# Introduction

The goal of this notebook is to build a fast and reliable inference pipeline for the **MABe Social Action Recognition Challenge**. The competition focuses on detecting social and non social behaviors in mice based on pose estimates extracted from multi lab recordings. Since each lab uses different tracking systems and labels a unique set of behaviors, the pipeline must remain robust, generalizable and efficient.

This notebook implements an optimized XGBoost based prediction workflow. It loads tracking data for each video, generates per mouse and per pair feature sets, applies trained fold models, aggregates predictions frame by frame and converts them into final action intervals ready for submission.
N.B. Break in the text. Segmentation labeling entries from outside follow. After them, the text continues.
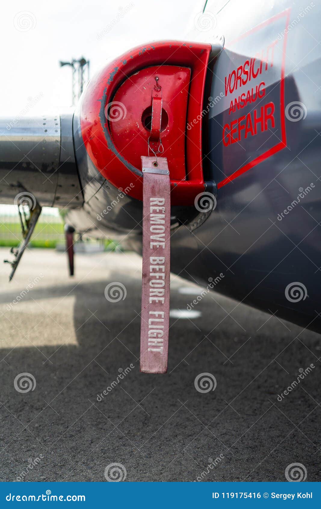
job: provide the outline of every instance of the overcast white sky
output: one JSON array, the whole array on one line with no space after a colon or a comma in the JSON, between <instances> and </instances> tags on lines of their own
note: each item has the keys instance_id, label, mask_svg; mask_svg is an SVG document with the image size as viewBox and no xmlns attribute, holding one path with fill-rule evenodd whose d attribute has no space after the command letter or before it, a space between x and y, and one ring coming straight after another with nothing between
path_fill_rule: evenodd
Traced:
<instances>
[{"instance_id":1,"label":"overcast white sky","mask_svg":"<svg viewBox=\"0 0 321 509\"><path fill-rule=\"evenodd\" d=\"M14 117L31 101L35 103L30 111L32 115L67 111L71 103L71 70L60 68L60 60L83 55L90 60L93 76L106 61L133 46L184 38L204 3L204 0L4 2L0 16L0 116ZM108 32L108 25L128 7L129 12Z\"/></svg>"}]
</instances>

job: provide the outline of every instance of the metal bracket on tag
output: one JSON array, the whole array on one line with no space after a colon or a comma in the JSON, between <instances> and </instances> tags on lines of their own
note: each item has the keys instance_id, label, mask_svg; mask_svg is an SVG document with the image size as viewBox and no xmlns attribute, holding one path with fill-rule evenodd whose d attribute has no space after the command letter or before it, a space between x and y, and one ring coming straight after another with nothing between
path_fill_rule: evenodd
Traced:
<instances>
[{"instance_id":1,"label":"metal bracket on tag","mask_svg":"<svg viewBox=\"0 0 321 509\"><path fill-rule=\"evenodd\" d=\"M143 168L142 171L145 173L158 173L159 175L169 175L168 169L159 169L159 168Z\"/></svg>"}]
</instances>

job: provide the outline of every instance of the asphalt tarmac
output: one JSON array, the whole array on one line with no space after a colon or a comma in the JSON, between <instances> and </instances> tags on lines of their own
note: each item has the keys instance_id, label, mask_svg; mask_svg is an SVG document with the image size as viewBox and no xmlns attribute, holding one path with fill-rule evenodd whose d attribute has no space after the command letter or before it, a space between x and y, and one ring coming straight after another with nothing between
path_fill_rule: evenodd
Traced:
<instances>
[{"instance_id":1,"label":"asphalt tarmac","mask_svg":"<svg viewBox=\"0 0 321 509\"><path fill-rule=\"evenodd\" d=\"M0 480L319 480L320 336L215 293L188 312L202 289L173 275L168 372L140 374L140 268L79 254L71 278L40 249L10 284L2 267Z\"/></svg>"}]
</instances>

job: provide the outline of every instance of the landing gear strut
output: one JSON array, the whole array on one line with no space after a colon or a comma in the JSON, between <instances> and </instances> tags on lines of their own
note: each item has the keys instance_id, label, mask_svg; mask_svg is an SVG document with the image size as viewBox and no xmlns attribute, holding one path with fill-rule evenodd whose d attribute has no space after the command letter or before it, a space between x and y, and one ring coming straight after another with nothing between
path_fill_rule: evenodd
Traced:
<instances>
[{"instance_id":1,"label":"landing gear strut","mask_svg":"<svg viewBox=\"0 0 321 509\"><path fill-rule=\"evenodd\" d=\"M69 224L65 225L66 250L68 257L69 275L74 275L74 233L75 229Z\"/></svg>"}]
</instances>

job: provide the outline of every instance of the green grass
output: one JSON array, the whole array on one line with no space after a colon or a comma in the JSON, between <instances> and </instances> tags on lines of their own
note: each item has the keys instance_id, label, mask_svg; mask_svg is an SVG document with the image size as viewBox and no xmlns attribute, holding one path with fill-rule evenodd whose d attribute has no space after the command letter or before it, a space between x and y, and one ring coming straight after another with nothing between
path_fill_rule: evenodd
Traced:
<instances>
[{"instance_id":1,"label":"green grass","mask_svg":"<svg viewBox=\"0 0 321 509\"><path fill-rule=\"evenodd\" d=\"M57 242L64 241L62 223L38 223L33 233L30 245L33 247L55 247ZM19 223L0 222L0 246L16 247L22 239Z\"/></svg>"},{"instance_id":2,"label":"green grass","mask_svg":"<svg viewBox=\"0 0 321 509\"><path fill-rule=\"evenodd\" d=\"M0 222L0 247L16 247L22 240L20 223L17 222ZM30 246L32 247L54 248L58 243L65 242L64 225L62 223L40 222L33 233ZM113 251L117 242L105 239L105 250Z\"/></svg>"}]
</instances>

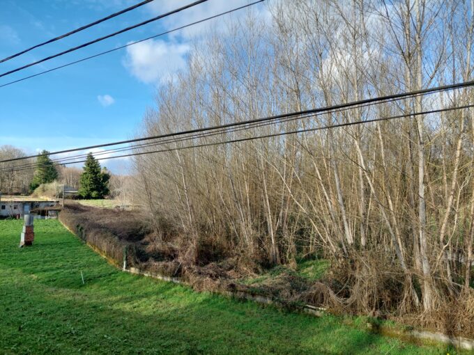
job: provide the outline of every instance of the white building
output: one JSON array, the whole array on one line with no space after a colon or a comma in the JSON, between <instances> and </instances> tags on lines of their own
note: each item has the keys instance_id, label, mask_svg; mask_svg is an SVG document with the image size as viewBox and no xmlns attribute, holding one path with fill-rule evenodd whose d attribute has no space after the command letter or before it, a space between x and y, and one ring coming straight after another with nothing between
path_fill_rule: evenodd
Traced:
<instances>
[{"instance_id":1,"label":"white building","mask_svg":"<svg viewBox=\"0 0 474 355\"><path fill-rule=\"evenodd\" d=\"M6 197L6 196L5 196ZM0 200L0 217L22 217L24 214L38 213L48 215L51 207L59 207L59 201L41 200L33 198L8 196Z\"/></svg>"}]
</instances>

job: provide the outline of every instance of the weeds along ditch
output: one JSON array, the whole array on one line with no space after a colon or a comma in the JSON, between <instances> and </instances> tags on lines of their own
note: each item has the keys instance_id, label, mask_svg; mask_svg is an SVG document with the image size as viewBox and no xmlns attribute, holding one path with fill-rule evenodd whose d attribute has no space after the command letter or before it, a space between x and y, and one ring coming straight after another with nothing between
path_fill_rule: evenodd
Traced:
<instances>
[{"instance_id":1,"label":"weeds along ditch","mask_svg":"<svg viewBox=\"0 0 474 355\"><path fill-rule=\"evenodd\" d=\"M197 291L245 293L269 298L289 309L302 309L305 305L325 307L339 315L369 315L396 320L408 326L421 326L441 331L450 336L474 338L474 311L472 294L461 302L437 310L436 314L413 311L403 317L383 313L379 310L395 309L402 302L390 294L393 287L404 287L399 278L386 277L390 260L366 255L331 265L321 259L299 260L292 267L246 262L238 251L229 253L204 239L195 255L190 256L185 235L175 233L165 221L158 228L137 211L100 209L71 204L60 214L60 221L86 243L116 266L136 268L143 272L179 278ZM348 276L348 270L361 269L357 276ZM397 274L397 269L392 269ZM363 277L362 277L363 276ZM343 284L344 281L346 285ZM349 287L349 285L352 285ZM372 289L371 297L359 297L364 287ZM336 291L337 290L337 291ZM336 293L336 292L337 293ZM365 310L360 312L358 310Z\"/></svg>"}]
</instances>

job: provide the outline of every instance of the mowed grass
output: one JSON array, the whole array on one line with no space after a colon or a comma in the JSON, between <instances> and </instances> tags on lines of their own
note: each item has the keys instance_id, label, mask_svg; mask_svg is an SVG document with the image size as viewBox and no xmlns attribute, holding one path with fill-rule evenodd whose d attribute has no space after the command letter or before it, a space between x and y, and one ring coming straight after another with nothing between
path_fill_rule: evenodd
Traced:
<instances>
[{"instance_id":1,"label":"mowed grass","mask_svg":"<svg viewBox=\"0 0 474 355\"><path fill-rule=\"evenodd\" d=\"M448 351L122 272L56 220L35 221L31 247L18 248L21 230L21 221L0 221L0 354Z\"/></svg>"}]
</instances>

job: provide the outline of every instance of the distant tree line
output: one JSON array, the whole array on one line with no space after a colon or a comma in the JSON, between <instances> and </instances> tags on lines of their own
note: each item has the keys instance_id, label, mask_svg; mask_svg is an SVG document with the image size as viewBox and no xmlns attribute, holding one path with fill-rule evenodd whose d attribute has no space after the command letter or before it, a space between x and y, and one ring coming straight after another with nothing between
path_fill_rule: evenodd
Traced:
<instances>
[{"instance_id":1,"label":"distant tree line","mask_svg":"<svg viewBox=\"0 0 474 355\"><path fill-rule=\"evenodd\" d=\"M20 149L10 145L0 147L0 159L26 157ZM22 169L21 166L36 163L36 168ZM17 170L15 170L15 168ZM8 169L11 170L9 171ZM33 192L41 185L57 183L78 189L82 198L103 198L109 194L110 174L102 168L92 154L87 156L82 170L56 165L49 157L49 152L43 150L36 159L7 162L1 165L0 191L3 194L26 194ZM59 189L59 187L54 189ZM45 191L45 190L43 190ZM60 191L55 191L57 194Z\"/></svg>"}]
</instances>

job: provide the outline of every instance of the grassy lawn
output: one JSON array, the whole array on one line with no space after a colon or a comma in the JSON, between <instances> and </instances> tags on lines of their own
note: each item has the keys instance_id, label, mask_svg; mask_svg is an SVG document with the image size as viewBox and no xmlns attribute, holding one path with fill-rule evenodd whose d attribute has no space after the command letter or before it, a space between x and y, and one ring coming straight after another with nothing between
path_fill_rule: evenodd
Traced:
<instances>
[{"instance_id":1,"label":"grassy lawn","mask_svg":"<svg viewBox=\"0 0 474 355\"><path fill-rule=\"evenodd\" d=\"M343 318L286 313L120 271L56 220L35 221L32 247L17 247L21 230L21 221L0 221L1 354L448 351L372 334Z\"/></svg>"}]
</instances>

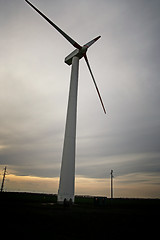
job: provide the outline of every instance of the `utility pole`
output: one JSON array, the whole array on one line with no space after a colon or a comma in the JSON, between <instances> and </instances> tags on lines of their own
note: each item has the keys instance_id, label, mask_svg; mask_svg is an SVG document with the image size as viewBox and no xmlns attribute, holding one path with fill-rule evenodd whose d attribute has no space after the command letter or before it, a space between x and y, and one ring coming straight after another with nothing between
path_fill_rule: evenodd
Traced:
<instances>
[{"instance_id":1,"label":"utility pole","mask_svg":"<svg viewBox=\"0 0 160 240\"><path fill-rule=\"evenodd\" d=\"M2 185L1 185L1 192L3 192L4 181L5 181L5 177L6 177L6 170L7 170L7 167L4 168L3 179L2 179Z\"/></svg>"},{"instance_id":2,"label":"utility pole","mask_svg":"<svg viewBox=\"0 0 160 240\"><path fill-rule=\"evenodd\" d=\"M111 199L113 198L113 170L111 170Z\"/></svg>"}]
</instances>

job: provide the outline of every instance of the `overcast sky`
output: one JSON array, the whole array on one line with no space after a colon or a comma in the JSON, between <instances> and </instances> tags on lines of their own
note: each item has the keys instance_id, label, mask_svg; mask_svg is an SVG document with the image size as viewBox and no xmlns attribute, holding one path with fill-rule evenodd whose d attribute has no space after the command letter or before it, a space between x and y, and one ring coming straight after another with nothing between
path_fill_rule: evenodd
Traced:
<instances>
[{"instance_id":1,"label":"overcast sky","mask_svg":"<svg viewBox=\"0 0 160 240\"><path fill-rule=\"evenodd\" d=\"M81 59L77 178L105 179L113 169L117 186L144 181L146 196L160 197L160 1L32 3L80 45L102 36L88 58L107 115ZM74 48L24 0L0 0L0 29L1 169L59 178L71 70L64 59Z\"/></svg>"}]
</instances>

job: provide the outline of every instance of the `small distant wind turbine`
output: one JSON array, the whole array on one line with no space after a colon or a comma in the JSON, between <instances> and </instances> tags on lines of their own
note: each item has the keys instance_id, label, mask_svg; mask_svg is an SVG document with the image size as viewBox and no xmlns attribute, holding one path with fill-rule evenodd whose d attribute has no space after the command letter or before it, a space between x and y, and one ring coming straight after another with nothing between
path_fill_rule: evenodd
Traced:
<instances>
[{"instance_id":1,"label":"small distant wind turbine","mask_svg":"<svg viewBox=\"0 0 160 240\"><path fill-rule=\"evenodd\" d=\"M71 37L69 37L65 32L63 32L55 23L53 23L48 17L46 17L42 12L40 12L32 3L25 0L35 11L37 11L47 22L49 22L59 33L62 34L64 38L68 40L76 49L70 53L65 58L65 63L72 65L71 69L71 79L70 79L70 90L68 99L68 109L66 117L66 127L65 127L65 137L63 145L62 154L62 165L60 173L60 183L58 190L58 202L72 201L74 202L74 182L75 182L75 140L76 140L76 116L77 116L77 89L78 89L78 70L79 70L79 60L84 57L87 66L89 68L90 74L92 76L99 100L101 102L104 113L106 110L98 90L95 78L93 76L88 58L87 50L95 43L100 36L91 40L90 42L79 45Z\"/></svg>"}]
</instances>

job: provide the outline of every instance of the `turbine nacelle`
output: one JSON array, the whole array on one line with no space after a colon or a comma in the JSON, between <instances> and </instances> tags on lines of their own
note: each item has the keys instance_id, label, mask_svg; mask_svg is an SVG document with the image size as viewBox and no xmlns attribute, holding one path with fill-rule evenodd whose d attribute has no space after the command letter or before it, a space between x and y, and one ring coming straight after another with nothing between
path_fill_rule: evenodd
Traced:
<instances>
[{"instance_id":1,"label":"turbine nacelle","mask_svg":"<svg viewBox=\"0 0 160 240\"><path fill-rule=\"evenodd\" d=\"M87 50L88 48L93 44L95 43L101 36L98 36L96 38L94 38L93 40L91 40L90 42L84 44L83 46L79 45L75 40L73 40L70 36L68 36L62 29L60 29L54 22L52 22L46 15L44 15L41 11L38 10L38 8L36 8L31 2L29 2L28 0L25 0L38 14L40 14L49 24L52 25L52 27L54 27L68 42L70 42L72 44L72 46L74 46L76 49L71 52L66 58L65 58L65 63L67 63L68 65L71 65L72 64L72 59L73 57L78 57L79 59L81 59L82 57L84 57L85 61L86 61L86 64L88 66L88 69L90 71L90 74L92 76L92 80L94 82L94 85L95 85L95 88L96 88L96 91L97 91L97 94L98 94L98 97L99 97L99 100L102 104L102 108L104 110L104 113L106 113L106 110L105 110L105 107L104 107L104 104L103 104L103 101L102 101L102 98L101 98L101 95L100 95L100 92L98 90L98 87L97 87L97 84L96 84L96 81L95 81L95 78L93 76L93 73L92 73L92 70L91 70L91 67L90 67L90 64L89 64L89 61L88 61L88 58L87 58Z\"/></svg>"},{"instance_id":2,"label":"turbine nacelle","mask_svg":"<svg viewBox=\"0 0 160 240\"><path fill-rule=\"evenodd\" d=\"M77 48L75 49L73 52L71 52L66 58L65 58L65 63L68 65L72 64L72 58L73 57L78 57L79 59L81 59L82 57L86 56L86 52L88 50L88 48L95 43L98 39L100 38L100 36L94 38L93 40L91 40L90 42L84 44L81 48Z\"/></svg>"},{"instance_id":3,"label":"turbine nacelle","mask_svg":"<svg viewBox=\"0 0 160 240\"><path fill-rule=\"evenodd\" d=\"M80 50L79 49L75 49L73 52L71 52L64 60L64 62L68 65L72 64L72 58L73 57L78 57L79 59L81 59L82 57L84 57L86 55L88 47L87 46L83 46Z\"/></svg>"}]
</instances>

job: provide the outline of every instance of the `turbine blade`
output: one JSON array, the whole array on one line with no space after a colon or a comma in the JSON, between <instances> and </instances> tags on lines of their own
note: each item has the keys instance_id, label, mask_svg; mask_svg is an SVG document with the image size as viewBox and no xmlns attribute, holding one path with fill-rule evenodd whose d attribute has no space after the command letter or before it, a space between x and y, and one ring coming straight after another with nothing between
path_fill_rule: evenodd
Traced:
<instances>
[{"instance_id":1,"label":"turbine blade","mask_svg":"<svg viewBox=\"0 0 160 240\"><path fill-rule=\"evenodd\" d=\"M82 47L74 41L71 37L69 37L65 32L63 32L56 24L54 24L48 17L46 17L42 12L38 10L32 3L28 0L25 0L36 12L38 12L47 22L49 22L59 33L63 35L75 48L81 49Z\"/></svg>"},{"instance_id":2,"label":"turbine blade","mask_svg":"<svg viewBox=\"0 0 160 240\"><path fill-rule=\"evenodd\" d=\"M86 43L84 46L89 48L93 43L95 43L101 36L98 36L96 38L94 38L93 40L91 40L90 42Z\"/></svg>"},{"instance_id":3,"label":"turbine blade","mask_svg":"<svg viewBox=\"0 0 160 240\"><path fill-rule=\"evenodd\" d=\"M102 104L103 111L104 111L104 113L106 114L106 109L105 109L105 107L104 107L104 104L103 104L103 101L102 101L102 98L101 98L100 92L99 92L99 90L98 90L98 87L97 87L96 81L95 81L95 79L94 79L94 76L93 76L93 73L92 73L91 67L90 67L90 65L89 65L87 55L85 55L84 58L85 58L85 60L86 60L87 66L88 66L89 71L90 71L90 74L91 74L91 76L92 76L92 79L93 79L93 82L94 82L95 88L96 88L97 93L98 93L98 96L99 96L99 100L100 100L100 102L101 102L101 104Z\"/></svg>"}]
</instances>

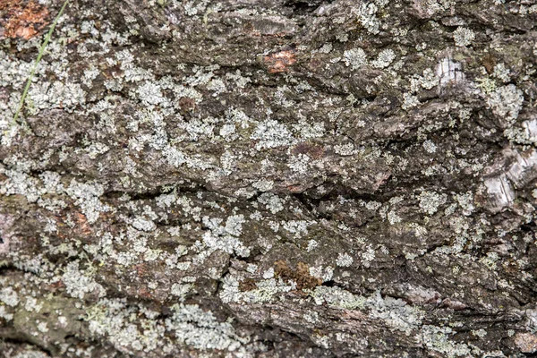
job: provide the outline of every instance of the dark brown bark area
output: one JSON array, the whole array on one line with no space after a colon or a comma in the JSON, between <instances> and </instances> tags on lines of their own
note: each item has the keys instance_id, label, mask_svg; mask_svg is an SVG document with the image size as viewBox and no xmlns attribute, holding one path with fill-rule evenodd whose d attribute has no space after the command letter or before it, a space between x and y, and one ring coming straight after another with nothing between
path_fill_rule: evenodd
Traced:
<instances>
[{"instance_id":1,"label":"dark brown bark area","mask_svg":"<svg viewBox=\"0 0 537 358\"><path fill-rule=\"evenodd\" d=\"M4 3L0 354L537 353L537 2Z\"/></svg>"}]
</instances>

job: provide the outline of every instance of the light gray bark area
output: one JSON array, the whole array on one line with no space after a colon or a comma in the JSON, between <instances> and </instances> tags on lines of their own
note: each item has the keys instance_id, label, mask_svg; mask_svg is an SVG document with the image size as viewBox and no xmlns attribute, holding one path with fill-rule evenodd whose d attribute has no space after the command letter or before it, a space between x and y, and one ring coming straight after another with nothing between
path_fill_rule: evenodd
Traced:
<instances>
[{"instance_id":1,"label":"light gray bark area","mask_svg":"<svg viewBox=\"0 0 537 358\"><path fill-rule=\"evenodd\" d=\"M537 352L536 1L73 0L26 128L8 35L0 355Z\"/></svg>"}]
</instances>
The approach is designed to remain lightweight, easy to understand and fast enough to run well within the competition limits.

The methods used here follow the core idea of behavior classification from pose dynamics, while restructuring the code into a cleaner and modular format. The resulting pipeline maintains strong performance and keeps the full runtime under two minutes, making it suitable for quick experimentation and dependable final submissions.

---

## Author Information

**Author:** Harsha P  
**Role:** AI Subject Matter Expert, RankBook Learning & Software Solutions Pvt Ltd  
**Email:** Harsha@rankbook.in  
**Location:** Mysuru, Karnataka, India

# Code

In [1]:
# ============================================================
# Improved MABe Social Behavior Detection with XGBoost
# Improved inference notebook (fold aggregation + postprocessing)
# ============================================================

from pathlib import Path
import os
import sys

# ------------------------------------------------------------
# Input dataset checks
# ------------------------------------------------------------
COMP_DIR = Path("/kaggle/input/MABe-mouse-behavior-detection")
STARTER_DIR = Path("/kaggle/input/mabe-starter-train-ja")
MABE_PKG_DIR = Path("/kaggle/input/mabe-package")

if not COMP_DIR.exists():
    raise FileNotFoundError(
        "Competition dataset 'MABe Challenge - Social Action Recognition in Mice' "
        "must be attached as an input."
    )

if not STARTER_DIR.exists():
    raise FileNotFoundError(
        "Dataset 'mabe-starter-train-ja' is not attached. "
        "Click 'Add input' and add it before running."
    )

if not MABE_PKG_DIR.exists():
    raise FileNotFoundError(
        "Dataset 'mabe-package' is not attached. "
        "It provides the offline xgboost wheel used by the starter models."
    )

# ------------------------------------------------------------
# Install xgboost from offline wheel (no internet)
# ------------------------------------------------------------
!pip install -q --no-index --find-links=/kaggle/input/mabe-package xgboost==3.1.1

# ------------------------------------------------------------
# Copy helper scripts and trained models from starter dataset
# ------------------------------------------------------------
!cp /kaggle/input/mabe-starter-train-ja/self_features.py .
!cp /kaggle/input/mabe-starter-train-ja/pair_features.py .
!cp /kaggle/input/mabe-starter-train-ja/robustify.py .
!cp -r /kaggle/input/mabe-starter-train-ja/results .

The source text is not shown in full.